Review of Cidre Bouche Brut De Normandie (2011) from Etienne Dupont.
Interesting side note on vintages: In the U.S. current law does not state that cidermakers are allowed to put a vintage or harvest date (only winemakers). Therefore it is rare to see it here, despite the variations in a cider from year to year. Its great to be able to compare reviews and know that you are actually comparing apples to apples (vs. a different vintage of the same cider).
Cider: Cidre Bouche Brut De Normandie, 2011 vintage
Cidery: Etienne Dupont
Cidery Location: Victot-Pontfol France
How Supplied: 375ml bottle (also available in 750ml size)
Availability: Semi-wide release. See their list of distributors.
Cider Description: Cidre Bouché is created using the traditional method of the Pays d’Auge. Full of fruit and freshness, the taste reveals the aromas of apples and citrus with finesse (“cidre bouché” is a generic term for traditional cider, literally “cider under cork”).
Terroir: Nutrient poor clay and marl soil, perfect for giving small fruit.
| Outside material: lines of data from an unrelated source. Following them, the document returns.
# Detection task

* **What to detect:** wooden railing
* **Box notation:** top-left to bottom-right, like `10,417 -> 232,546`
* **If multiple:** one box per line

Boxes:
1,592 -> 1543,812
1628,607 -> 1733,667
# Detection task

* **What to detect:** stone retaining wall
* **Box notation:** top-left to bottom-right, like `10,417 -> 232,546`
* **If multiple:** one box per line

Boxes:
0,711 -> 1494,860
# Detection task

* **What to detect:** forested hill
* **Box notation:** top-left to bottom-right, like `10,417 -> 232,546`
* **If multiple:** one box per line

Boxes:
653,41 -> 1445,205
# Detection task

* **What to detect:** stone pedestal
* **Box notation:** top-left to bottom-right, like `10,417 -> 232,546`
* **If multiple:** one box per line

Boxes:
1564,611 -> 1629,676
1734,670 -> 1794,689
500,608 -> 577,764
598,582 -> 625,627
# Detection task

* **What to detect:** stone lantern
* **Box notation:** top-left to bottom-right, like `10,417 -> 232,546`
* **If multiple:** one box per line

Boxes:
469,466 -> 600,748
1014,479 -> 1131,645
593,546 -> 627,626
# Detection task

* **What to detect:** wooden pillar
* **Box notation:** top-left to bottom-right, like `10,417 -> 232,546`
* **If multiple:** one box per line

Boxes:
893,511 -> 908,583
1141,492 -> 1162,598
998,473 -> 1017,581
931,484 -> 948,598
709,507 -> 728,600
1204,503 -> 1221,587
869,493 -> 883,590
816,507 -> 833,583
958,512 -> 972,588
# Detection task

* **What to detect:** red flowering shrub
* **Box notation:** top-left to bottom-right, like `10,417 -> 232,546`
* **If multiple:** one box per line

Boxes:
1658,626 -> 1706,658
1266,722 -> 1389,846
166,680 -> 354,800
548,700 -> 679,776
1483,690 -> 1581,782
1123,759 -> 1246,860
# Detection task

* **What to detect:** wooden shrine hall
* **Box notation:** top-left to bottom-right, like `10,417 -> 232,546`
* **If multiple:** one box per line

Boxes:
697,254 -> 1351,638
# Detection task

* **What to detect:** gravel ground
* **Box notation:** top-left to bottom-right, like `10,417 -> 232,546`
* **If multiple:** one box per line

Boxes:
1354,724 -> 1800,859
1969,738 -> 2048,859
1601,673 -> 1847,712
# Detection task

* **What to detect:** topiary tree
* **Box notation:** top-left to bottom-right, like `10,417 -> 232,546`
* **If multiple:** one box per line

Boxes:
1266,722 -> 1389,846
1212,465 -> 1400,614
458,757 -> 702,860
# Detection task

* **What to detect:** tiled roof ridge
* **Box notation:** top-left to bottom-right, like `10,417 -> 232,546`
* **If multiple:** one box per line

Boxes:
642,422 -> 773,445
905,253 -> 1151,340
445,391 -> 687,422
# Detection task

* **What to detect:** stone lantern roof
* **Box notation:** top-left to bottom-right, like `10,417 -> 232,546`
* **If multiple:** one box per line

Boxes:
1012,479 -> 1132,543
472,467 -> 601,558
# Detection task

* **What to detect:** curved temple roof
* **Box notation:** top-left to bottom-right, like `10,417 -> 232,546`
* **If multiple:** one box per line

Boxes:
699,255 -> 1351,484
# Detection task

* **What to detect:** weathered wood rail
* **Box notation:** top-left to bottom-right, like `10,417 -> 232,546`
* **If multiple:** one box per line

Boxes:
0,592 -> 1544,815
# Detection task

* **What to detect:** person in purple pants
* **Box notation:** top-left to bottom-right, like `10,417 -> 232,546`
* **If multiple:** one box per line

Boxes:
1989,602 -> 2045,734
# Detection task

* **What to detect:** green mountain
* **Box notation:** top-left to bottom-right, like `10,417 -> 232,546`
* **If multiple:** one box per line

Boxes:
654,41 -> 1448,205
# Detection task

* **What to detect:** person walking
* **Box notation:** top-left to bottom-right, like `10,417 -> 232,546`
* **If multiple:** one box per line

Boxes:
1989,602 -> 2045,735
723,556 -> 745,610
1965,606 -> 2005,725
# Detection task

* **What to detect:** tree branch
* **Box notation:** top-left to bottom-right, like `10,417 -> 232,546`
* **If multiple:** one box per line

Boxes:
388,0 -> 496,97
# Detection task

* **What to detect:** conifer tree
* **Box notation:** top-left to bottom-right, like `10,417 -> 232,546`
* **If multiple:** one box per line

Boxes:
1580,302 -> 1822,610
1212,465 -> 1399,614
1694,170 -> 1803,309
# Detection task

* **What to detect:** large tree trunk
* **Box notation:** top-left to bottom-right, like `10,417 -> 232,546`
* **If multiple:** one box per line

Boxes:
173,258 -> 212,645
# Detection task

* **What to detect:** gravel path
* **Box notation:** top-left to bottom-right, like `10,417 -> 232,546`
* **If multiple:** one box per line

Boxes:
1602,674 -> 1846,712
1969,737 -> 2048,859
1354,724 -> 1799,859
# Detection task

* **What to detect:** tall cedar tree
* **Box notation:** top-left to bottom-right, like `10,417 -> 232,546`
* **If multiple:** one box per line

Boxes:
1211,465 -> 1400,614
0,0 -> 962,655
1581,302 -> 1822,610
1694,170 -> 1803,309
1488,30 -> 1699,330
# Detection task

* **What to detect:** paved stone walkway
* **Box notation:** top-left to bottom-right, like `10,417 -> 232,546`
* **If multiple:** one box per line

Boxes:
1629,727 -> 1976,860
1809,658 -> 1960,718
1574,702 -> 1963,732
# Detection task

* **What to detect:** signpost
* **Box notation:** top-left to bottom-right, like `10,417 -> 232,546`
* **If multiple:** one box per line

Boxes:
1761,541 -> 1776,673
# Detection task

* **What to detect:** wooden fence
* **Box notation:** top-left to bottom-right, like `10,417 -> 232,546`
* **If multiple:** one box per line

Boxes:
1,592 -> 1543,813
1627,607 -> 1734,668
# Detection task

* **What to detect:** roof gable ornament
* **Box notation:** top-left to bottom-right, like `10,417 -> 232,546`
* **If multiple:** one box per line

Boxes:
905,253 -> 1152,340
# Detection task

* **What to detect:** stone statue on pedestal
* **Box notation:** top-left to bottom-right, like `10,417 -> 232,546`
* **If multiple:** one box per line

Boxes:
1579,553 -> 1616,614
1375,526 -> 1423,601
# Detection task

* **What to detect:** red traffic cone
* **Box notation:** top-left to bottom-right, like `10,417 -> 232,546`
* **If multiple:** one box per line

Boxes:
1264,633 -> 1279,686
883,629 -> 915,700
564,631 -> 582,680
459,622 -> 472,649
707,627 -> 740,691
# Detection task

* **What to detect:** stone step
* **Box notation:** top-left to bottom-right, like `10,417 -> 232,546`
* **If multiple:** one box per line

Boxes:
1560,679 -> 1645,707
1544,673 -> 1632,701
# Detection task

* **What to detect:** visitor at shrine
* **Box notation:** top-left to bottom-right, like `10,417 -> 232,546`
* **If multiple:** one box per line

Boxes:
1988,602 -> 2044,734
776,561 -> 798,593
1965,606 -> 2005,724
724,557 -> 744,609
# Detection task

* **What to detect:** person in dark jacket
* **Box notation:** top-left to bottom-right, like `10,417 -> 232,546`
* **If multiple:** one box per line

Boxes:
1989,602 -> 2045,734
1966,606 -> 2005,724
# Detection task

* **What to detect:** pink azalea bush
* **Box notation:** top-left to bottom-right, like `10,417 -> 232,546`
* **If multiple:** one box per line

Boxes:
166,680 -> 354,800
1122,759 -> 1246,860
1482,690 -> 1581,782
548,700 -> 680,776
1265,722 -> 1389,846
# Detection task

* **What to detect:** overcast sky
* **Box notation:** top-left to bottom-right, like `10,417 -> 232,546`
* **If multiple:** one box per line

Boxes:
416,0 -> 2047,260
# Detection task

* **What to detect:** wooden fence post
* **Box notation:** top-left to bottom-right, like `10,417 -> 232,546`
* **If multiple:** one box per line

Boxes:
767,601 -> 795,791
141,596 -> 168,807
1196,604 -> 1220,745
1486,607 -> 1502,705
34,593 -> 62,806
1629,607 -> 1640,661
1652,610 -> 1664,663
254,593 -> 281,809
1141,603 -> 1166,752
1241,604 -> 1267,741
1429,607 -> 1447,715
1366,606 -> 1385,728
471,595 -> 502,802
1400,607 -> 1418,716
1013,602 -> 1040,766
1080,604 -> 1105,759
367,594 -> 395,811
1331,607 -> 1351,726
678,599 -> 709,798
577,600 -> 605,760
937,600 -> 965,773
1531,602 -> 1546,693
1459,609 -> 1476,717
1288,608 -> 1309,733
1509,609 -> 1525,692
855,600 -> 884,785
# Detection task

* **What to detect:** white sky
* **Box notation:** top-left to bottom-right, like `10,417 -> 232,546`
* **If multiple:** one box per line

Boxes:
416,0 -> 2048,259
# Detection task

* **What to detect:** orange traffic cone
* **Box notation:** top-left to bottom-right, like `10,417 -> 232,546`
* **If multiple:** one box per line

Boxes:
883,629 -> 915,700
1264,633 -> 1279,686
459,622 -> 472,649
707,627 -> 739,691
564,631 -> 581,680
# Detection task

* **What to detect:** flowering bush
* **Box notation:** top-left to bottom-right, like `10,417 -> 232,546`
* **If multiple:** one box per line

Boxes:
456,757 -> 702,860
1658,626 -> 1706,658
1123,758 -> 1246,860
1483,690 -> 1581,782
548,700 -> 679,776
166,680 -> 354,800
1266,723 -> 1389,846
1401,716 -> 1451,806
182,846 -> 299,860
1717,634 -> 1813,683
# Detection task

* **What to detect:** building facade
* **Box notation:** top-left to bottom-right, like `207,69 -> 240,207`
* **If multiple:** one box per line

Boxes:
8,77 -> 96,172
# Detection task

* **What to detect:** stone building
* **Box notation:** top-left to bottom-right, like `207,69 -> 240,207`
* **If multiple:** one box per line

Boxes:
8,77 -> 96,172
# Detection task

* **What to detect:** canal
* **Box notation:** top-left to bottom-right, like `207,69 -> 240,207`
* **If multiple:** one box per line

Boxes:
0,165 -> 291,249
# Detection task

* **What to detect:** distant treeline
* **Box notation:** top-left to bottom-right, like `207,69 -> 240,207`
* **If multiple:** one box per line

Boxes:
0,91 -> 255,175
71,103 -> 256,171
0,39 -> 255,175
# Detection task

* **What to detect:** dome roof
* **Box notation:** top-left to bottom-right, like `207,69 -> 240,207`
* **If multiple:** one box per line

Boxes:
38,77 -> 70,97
Varieties: 80% of bittersweet apples; 20% of acid apples
Harvesting: from October to November
Techniques used: Controlled fermentation in stainless steel vats. Indigenous yeasts. Stabilization of the cider is sought by carrying out successive racking. The fermentation is controlled by successive racking. The cider is bottled unpasteurized between March and April. Density (O.G.): 1060 after pressing, equivalent to 134 g of sugar per litre. 1024 when bottled, which gives 5% alcohol after bottle fermentation has finished.
If well cellared, it can be kept for 5 years after bottling, Because the cider is on its lees, the mouth will improve and become more complex.
Cidery Description: The Louis Dupont Family estate consists of 30 hectares (74 acres) of orchards in Normandy, in the heart of the Pays d’Auge region. The estate produces ciders, pommeau and calvados. For more than 25 years now, the Estate has resolutely followed a path towards high quality. By drawing on the best techniques used to make cognac and its great blends, Etienne Dupont has studied, tried out and refined his cellar work to reach the same levels ofelegance and expressiveness as found in the best wines. Some of these techniques, such as manual sorting of the apples, and even working with an oenologist are found only very rarely in the making of cider.
But just as for wine, the quality of the apples is still the first essential step. It is only after this that the creation of cider can make the most of the apple and its terroir. Specialities of the estate: Ciders bearing a vintage date… a cider blend aged in oak… a blend using traditional methods of making sparkling wines… an apple “sweet wine”… cask strength calvados. Thanks to their qualities of elegance and authenticity, the ciders and calvados from the Domaine Dupont are nowadays appreciated in many countries world-wide. A very great majority of its production goes for export.
Where Bought: Total Wine
Where Drank: home
How Found: Recommendation from a fellow cider lover
First Impression: High carbonation and foam. Smells of rich ripe apples, yeast, with a slight funkiness. Hazy deep orange-amber hue.
Opinion: Semi-dry. Very yeasty, earthy, and beer-like. Low acidity. Moderate bitterness. Moderate tannins. Mild sourness and tartness. Mild to moderate funk. Full bodied. More foam than fizz. Long finish. I didn’t find this cider very apple-forward…its other qualities such as the bitterness, funkiness, and foam were a bit overpowering for my palate. It left me wanting the rich ripe apple flavor that I smelled.
Most Similar to: The beer-like aspect reminds me of Square Mile Original, but that is a completely different style of cider. I’ve only tried a handful of French ciders, but I seem to be picking up on two categories…the drier funky ones and the sweeter apple-forward ones. As far as the French ciders I’ve tried, this is more along the lines of Manoir du Parc Authentic Cidre (vs. Le Brun Organic Cidre, Celt Cidre Breton Traditionnel, or Dan Armor Cuvee Speciale Cidre Brut). This one was the former, while I definitely like the later, with the Dan Armor being my favorite so far (especially for $5!).
Closing Notes: I wasn’t really a fan. My husband was though (which makes sense as he is a beer fan). However, Etienne Dupont seems to be a big hit in the cider community, so this is great example of why its great there are so many ciders…there is something for everyone. Just because I didn’t care for a cider doesn’t mean you won’t! It appears that most of their ciders have these qualities (and that this may be on the milder side for them), but I may have to do more research to see if I’d be open to trying any of their other ciders. Often not liking a cider will have me want to try something else from the cidery as much as liking a cider will.
Note that it appears this bottle had been in the store for quite awhile. I bought it in the last month, yet I was able to find reviews online of the 2012, 2013, and 2014 vintages. Being in the store (vs. cellared with light & temperature control) can unpredictably impact the flavor, so its unknown how the flavor of this cider changed during that time.
Have you tried Etienne Dupont Cidre Bouche Brut De Normandie, or any other French ciders? What did you think?